A teacher (or presenter) can go to great lengths incorporating strategies to ensure that learners learn, and there are certainly “best practices” that can be embedded in presentations that engage audiences. Presenters can successfully and effectively engage their participants and all but ensure that audience members pay attention, interact, and even grasp the material they’re presenting.
But there’s another side to this story.
The best presentation, course, or professional learning experience, with the best instructor, the best learning environment, the best activities, assignments, and assessments, isn’t enough to ensure that learning will happen and will stick around enough that people will be able to meaningfully use it.
Learning and teaching should not stand on opposite banks and just watch the river flow by; instead, they should embark together on a journey down the water. Through an active, reciprocal exchange, teaching can strengthen learning how to learn. — Loris Malaguzzi
We, as learners, are the other side of the story. We have a deep responsibility to ourselves to ensure that what we endeavor to learn sticks around, and in the long run helps us grow and improve. After all, why else are we learning?
Retrieval practice – using strategies such as self-testing and deliberately calling back what you have learned — is likely the best way to strengthen learning and ensure it lasts.
Retrieval practice is the weight room for learning.
Retrieval practice can be as simple as looking up from the book you’re reading, or taking a break from coursework and closing your eyes to reflect on what you just learned. Don’t let yourself off the hook though! Take the time to describe to yourself in words and sentences what you just learned.
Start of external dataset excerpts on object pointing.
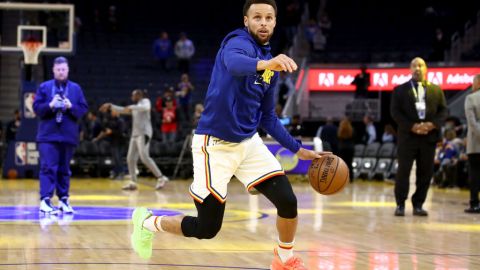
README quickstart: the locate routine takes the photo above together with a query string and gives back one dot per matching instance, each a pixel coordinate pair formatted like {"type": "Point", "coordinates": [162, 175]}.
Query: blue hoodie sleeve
{"type": "Point", "coordinates": [80, 107]}
{"type": "Point", "coordinates": [237, 57]}
{"type": "Point", "coordinates": [272, 125]}
{"type": "Point", "coordinates": [40, 104]}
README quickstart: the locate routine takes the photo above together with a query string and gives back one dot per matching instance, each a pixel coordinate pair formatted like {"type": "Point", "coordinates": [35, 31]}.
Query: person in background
{"type": "Point", "coordinates": [197, 114]}
{"type": "Point", "coordinates": [419, 123]}
{"type": "Point", "coordinates": [114, 131]}
{"type": "Point", "coordinates": [296, 128]}
{"type": "Point", "coordinates": [12, 127]}
{"type": "Point", "coordinates": [346, 146]}
{"type": "Point", "coordinates": [169, 121]}
{"type": "Point", "coordinates": [184, 93]}
{"type": "Point", "coordinates": [446, 160]}
{"type": "Point", "coordinates": [162, 50]}
{"type": "Point", "coordinates": [140, 138]}
{"type": "Point", "coordinates": [370, 131]}
{"type": "Point", "coordinates": [389, 134]}
{"type": "Point", "coordinates": [362, 82]}
{"type": "Point", "coordinates": [184, 50]}
{"type": "Point", "coordinates": [59, 105]}
{"type": "Point", "coordinates": [329, 134]}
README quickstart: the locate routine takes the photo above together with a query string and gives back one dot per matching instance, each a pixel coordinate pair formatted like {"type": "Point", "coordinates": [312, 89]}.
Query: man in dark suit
{"type": "Point", "coordinates": [419, 108]}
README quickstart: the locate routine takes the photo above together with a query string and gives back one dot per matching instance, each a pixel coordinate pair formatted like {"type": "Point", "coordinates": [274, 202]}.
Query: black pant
{"type": "Point", "coordinates": [474, 175]}
{"type": "Point", "coordinates": [421, 150]}
{"type": "Point", "coordinates": [208, 221]}
{"type": "Point", "coordinates": [117, 150]}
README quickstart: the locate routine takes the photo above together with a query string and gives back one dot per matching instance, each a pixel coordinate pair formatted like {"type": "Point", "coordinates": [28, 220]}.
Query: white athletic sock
{"type": "Point", "coordinates": [153, 224]}
{"type": "Point", "coordinates": [285, 250]}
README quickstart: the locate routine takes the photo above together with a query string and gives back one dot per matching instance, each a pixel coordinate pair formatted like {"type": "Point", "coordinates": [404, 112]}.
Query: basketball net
{"type": "Point", "coordinates": [31, 50]}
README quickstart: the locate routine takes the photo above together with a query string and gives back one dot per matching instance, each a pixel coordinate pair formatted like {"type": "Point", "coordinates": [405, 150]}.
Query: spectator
{"type": "Point", "coordinates": [439, 46]}
{"type": "Point", "coordinates": [169, 121]}
{"type": "Point", "coordinates": [184, 93]}
{"type": "Point", "coordinates": [162, 50]}
{"type": "Point", "coordinates": [112, 19]}
{"type": "Point", "coordinates": [168, 93]}
{"type": "Point", "coordinates": [370, 132]}
{"type": "Point", "coordinates": [362, 82]}
{"type": "Point", "coordinates": [311, 28]}
{"type": "Point", "coordinates": [329, 133]}
{"type": "Point", "coordinates": [325, 24]}
{"type": "Point", "coordinates": [12, 127]}
{"type": "Point", "coordinates": [115, 133]}
{"type": "Point", "coordinates": [197, 114]}
{"type": "Point", "coordinates": [346, 147]}
{"type": "Point", "coordinates": [285, 88]}
{"type": "Point", "coordinates": [292, 19]}
{"type": "Point", "coordinates": [184, 50]}
{"type": "Point", "coordinates": [93, 127]}
{"type": "Point", "coordinates": [296, 128]}
{"type": "Point", "coordinates": [389, 134]}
Do this as if you’re sharing your new knowledge with a friend (or just go and share with a friend!). Or, if you’re learning a skill, take time out from learning to practice it.
Other strategies include making a set of flashcards (and then using them!) or creating a survey or test (doesn’t really matter what you call it) with questions that you’ll attempt to answer later on.
But it only works if you do the heavy lifting.
Remember, if you’re the learner, you’re the other side of the story. Your teachers have done their job. Now it’s your turn. I won’t lie. It’s hard work. Retrieval practice is powerful, but like any exercise, it must be done to achieve any worthwhile outcomes.
It’s fun to make the flashcards and quizzes, but it’s work to actually use them > look up what you missed > and use them again… and again. When it starts to feel uncomfortable or gets boring and you start to feel like quitting, ask yourself these questions:
- How important is this to me?
- How much do I really want to know and understand this material?
- Why do I need to know this material?
And my new favorite question that keeps me on track when I’m working hard and feel like stopping is,
If not now, when?
*In my early career as a special education teacher, I frequently co-taught with others, giving me the opportunity to observe their teaching. Later on I mentored hundreds of new teachers, again observing their teaching. In earning four degrees, I encountered many, many professors, and as an avid consumer of professional development I’ve had hundreds of instructors.